Segundo o professor, o combate à praga ainda na fase de larva foi fundamental para desenvolver várias espécies que hoje são plantadas no país. ‘‘Se não houvesse essa alternativa de controle, algumas das variedades de cana que existem hoje no Brasil não poderiam ter sido plantadas’’, garantiu Botelho.

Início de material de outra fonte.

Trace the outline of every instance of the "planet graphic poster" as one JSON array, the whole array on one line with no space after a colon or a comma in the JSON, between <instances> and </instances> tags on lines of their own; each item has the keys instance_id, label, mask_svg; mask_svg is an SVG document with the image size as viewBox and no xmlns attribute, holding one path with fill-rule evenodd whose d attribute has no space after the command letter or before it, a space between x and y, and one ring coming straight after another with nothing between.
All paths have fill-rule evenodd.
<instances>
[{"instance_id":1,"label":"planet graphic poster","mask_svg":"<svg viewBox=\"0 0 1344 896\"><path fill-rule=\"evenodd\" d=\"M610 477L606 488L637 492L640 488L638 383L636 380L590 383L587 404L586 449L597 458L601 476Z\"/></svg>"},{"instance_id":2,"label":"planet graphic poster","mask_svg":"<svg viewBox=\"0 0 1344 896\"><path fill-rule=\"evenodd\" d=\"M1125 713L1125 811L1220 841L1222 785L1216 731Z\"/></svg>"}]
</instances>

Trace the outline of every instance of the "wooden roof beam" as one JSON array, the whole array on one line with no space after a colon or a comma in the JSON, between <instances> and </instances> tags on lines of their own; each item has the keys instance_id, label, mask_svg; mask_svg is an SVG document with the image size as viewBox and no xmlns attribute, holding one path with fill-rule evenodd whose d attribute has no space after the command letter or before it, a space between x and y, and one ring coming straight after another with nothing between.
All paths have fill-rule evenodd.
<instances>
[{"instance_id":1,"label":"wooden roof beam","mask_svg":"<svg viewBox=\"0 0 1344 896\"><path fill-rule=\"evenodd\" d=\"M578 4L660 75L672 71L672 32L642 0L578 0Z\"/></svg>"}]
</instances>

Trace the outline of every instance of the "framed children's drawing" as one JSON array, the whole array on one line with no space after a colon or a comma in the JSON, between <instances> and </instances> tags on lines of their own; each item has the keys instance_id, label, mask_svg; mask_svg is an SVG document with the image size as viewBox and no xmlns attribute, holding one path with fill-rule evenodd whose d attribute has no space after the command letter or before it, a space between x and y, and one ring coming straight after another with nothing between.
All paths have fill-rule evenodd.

O pesquisador informou que o sistema, que começou a ser desenvolvido em
1975, é adotado hoje por todos os produtores para combater a broca
da cana-de-açúcar. ‘‘O sistema é extremamente bem aceito pelos
grandes produtores’’, afirmou.
Dificuldades Ainda há problemas, por razões financeiras, entre os pequenos produtores, para adotar o sistema. O pequeno produtor não tem condições de arcar com os custos de criação dos parasitas usados no sistema.
Para a criação desses parasitas, é necessária a construção de laboratórios, o que aumenta os gastos dos pequenos agricultores. Uma das soluções para o problema é o fornecimento das culturas, pelos laboratórios das grandes usinas, para seus fornecedores. Outra saída é a construção dos laboratórios por cooperativas, como já é feito no Mato Grosso do Sul.